I have tried to implement an in-place quicksort Algorithm in Python 2. Please suggest how I can

1. Make the code more efficient
2. Increase readability
3. Improve writing style
4. Make it more Pythonic

def swap(x,y):
    return y,x


def sort(ar, start, end, l):

    if start<end-1:

        # pivot element is taken as the last element
        p = ar[end-1]

        ind=start-1

        # when a smaller no. than pivot is found, swap it with first bigger-tahn-pivot element. 
        # keep index as the recently swapped smaller integer, if no smaller number found, than index is start-1 because pivot is out as first element

        for i in xrange(start,end-1):
            if ar[i]<p:
                ind=i
                for j in xrange(0,i):
                    if ar[j]>p:
                        ind=j
                        ar[i],ar[j] = swap(ar[i],ar[j])
                        break

        #Swap pivot with the first bigger-than-pivot number            
        ar[ind+1], ar[end-1] = swap(ar[ind+1], p)

        ar = sort(ar, start, ind+1, l)
        ar = sort(ar, ind+2, end, l)

        return ar

    else:
        return ar

Answer 1

Your swap function is pointless.

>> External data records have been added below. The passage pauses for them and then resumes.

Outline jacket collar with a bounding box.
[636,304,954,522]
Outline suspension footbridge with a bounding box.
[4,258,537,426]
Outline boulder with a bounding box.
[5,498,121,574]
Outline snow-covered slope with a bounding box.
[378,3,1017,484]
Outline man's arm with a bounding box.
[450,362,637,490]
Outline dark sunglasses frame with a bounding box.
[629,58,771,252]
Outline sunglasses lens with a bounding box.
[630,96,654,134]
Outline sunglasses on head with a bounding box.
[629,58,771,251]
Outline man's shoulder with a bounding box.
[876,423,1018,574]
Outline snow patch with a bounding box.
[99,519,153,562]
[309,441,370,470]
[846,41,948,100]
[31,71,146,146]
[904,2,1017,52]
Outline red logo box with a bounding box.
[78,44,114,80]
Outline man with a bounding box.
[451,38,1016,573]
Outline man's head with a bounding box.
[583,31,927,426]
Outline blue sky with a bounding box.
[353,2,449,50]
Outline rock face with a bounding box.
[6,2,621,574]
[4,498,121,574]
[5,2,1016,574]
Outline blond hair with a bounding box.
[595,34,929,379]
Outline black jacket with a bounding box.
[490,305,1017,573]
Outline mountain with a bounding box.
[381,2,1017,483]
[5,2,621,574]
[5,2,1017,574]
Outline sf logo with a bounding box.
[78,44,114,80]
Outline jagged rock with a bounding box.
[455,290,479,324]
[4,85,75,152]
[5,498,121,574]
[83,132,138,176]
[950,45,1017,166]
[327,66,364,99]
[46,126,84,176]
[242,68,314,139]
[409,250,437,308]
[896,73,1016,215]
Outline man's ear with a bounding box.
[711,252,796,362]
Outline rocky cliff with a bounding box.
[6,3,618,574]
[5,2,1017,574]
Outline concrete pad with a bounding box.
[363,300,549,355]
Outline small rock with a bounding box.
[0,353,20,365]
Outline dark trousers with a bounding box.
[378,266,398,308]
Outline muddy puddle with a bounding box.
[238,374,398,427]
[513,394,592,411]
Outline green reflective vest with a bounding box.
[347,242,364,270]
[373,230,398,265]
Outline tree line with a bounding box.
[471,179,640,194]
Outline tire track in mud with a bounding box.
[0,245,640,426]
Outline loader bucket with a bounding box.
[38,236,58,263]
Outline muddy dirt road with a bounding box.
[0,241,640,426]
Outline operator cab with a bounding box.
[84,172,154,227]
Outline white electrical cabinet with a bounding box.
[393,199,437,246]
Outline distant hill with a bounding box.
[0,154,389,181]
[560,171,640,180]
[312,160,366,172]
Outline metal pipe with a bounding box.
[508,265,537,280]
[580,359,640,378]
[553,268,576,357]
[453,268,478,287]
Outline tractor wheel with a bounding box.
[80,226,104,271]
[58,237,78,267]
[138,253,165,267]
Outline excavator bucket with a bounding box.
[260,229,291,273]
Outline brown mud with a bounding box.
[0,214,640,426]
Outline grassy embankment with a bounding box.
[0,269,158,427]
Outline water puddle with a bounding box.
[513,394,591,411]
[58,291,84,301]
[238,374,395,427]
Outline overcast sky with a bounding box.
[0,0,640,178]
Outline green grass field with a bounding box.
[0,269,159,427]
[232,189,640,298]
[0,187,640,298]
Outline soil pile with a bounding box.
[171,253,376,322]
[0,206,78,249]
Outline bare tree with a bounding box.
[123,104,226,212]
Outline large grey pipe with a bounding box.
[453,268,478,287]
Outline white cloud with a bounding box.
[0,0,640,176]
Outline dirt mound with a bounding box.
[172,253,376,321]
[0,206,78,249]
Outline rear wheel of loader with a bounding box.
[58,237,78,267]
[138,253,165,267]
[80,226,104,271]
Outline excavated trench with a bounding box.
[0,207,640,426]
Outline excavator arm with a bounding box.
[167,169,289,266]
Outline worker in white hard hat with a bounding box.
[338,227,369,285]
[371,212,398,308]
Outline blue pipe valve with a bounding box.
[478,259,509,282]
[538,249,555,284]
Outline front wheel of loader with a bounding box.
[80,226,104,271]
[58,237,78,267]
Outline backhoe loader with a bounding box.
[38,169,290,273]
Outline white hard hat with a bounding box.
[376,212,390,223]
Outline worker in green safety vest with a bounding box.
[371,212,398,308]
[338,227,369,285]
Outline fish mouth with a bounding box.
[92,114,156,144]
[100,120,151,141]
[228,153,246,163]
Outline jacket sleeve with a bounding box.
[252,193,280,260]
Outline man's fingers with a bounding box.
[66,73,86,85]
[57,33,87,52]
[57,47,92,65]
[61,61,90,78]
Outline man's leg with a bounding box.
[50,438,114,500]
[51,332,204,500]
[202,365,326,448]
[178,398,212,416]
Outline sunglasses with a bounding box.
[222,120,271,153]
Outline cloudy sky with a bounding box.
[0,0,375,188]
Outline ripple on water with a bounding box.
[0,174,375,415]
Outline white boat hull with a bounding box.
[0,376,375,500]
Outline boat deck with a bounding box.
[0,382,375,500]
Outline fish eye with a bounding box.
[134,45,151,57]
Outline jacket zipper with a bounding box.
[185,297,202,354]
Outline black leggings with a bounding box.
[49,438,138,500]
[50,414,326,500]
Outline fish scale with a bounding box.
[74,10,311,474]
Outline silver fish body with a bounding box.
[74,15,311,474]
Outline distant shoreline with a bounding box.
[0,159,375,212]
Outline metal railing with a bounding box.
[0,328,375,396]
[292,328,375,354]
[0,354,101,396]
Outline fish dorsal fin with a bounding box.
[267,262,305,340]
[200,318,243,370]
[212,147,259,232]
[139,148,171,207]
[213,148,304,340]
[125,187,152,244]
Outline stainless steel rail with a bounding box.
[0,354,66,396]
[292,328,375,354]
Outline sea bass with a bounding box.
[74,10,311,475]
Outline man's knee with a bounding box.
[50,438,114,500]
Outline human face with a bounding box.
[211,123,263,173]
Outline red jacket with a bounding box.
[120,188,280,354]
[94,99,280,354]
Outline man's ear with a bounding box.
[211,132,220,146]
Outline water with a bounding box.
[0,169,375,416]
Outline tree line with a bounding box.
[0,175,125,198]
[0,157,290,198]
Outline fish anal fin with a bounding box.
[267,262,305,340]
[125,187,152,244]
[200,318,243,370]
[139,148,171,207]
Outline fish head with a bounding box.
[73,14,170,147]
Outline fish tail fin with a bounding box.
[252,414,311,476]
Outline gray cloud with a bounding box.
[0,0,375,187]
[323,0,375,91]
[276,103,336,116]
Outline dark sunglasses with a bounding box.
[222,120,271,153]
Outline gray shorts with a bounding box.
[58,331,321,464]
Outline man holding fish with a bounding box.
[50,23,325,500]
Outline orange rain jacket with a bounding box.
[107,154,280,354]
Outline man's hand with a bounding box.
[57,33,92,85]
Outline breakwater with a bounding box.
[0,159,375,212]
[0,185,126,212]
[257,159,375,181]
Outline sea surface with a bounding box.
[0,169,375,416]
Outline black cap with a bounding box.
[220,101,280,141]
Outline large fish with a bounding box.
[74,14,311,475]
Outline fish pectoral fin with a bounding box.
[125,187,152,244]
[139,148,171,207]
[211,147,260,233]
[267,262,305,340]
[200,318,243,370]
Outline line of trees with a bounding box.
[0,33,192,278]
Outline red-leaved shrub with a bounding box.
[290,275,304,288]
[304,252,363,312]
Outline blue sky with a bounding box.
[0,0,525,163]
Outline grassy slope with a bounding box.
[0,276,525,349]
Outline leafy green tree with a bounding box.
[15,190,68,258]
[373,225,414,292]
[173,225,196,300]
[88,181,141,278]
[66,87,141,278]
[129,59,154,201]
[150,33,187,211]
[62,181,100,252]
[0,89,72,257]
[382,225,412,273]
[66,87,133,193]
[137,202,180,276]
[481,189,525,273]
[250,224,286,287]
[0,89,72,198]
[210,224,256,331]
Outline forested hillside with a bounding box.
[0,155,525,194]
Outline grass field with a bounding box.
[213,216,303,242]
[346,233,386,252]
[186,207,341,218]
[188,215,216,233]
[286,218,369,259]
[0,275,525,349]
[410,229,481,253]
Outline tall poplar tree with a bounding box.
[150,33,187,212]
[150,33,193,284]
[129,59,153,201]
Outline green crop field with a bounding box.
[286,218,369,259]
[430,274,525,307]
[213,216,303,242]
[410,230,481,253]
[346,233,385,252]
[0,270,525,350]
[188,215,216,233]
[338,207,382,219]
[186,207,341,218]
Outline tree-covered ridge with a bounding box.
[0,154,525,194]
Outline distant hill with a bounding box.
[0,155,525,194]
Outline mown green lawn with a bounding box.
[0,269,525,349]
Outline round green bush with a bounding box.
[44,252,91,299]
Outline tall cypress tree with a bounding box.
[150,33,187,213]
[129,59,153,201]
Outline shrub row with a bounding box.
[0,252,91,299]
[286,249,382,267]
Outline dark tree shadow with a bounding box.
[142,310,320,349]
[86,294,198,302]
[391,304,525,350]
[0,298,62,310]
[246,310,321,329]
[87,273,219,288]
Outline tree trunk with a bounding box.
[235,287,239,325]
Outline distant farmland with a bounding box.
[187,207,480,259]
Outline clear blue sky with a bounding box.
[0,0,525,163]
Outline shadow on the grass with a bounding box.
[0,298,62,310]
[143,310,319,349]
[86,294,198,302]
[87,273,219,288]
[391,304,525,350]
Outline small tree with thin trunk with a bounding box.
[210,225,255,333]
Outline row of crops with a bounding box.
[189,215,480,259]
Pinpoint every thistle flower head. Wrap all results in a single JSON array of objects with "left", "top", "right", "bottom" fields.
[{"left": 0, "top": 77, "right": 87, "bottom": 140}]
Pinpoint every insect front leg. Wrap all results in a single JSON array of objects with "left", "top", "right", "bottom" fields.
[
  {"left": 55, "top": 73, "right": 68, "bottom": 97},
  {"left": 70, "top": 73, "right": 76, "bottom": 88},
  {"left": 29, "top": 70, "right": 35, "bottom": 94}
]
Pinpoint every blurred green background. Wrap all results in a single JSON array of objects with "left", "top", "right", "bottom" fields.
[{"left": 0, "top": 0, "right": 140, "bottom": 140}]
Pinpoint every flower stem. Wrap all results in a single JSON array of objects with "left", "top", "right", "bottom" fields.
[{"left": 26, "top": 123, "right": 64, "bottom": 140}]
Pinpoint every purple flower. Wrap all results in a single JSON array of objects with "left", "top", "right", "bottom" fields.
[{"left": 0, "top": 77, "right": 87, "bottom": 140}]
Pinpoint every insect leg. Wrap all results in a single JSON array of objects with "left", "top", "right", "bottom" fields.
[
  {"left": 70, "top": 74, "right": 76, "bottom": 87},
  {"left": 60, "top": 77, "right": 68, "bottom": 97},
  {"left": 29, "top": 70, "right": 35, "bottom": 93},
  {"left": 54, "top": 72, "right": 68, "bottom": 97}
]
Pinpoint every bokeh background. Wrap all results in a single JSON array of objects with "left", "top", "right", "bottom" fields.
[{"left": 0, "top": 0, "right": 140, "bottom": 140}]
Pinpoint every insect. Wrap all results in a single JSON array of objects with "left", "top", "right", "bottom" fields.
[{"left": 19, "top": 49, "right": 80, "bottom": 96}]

It would be far more clear just to switch the order directly in the right hand side of every assignation.

Also, in the second for loop. I'm not sure you're supposed to iterate from 0. At best it should be from start. Remember, the idea of quicksort is that you only modify the part of the array that corresponds to the function, [start, end) in this case. However, with that loop, you're now making O(n^2) iterations, which can be improved like this:

p = ar[end-1]
idx_le = start
idx_gt = end-2
while idx_le <= idx_gt:
    if ar[idx_le] <= p:
        idx_le += 1
    else:
        ar[idx_gt], ar[idx_le] = ar[idx_le], ar[idx_gt]
        idx_gt -= 1

ar[idx_le], ar[end-1] = ar[end-1], ar[idx_le]
return ar

The main idea is to keep track where the elements less than p should be placed, same with the elements greater than p. The new recursion should be [start, idx_le) [idx_le+1, end).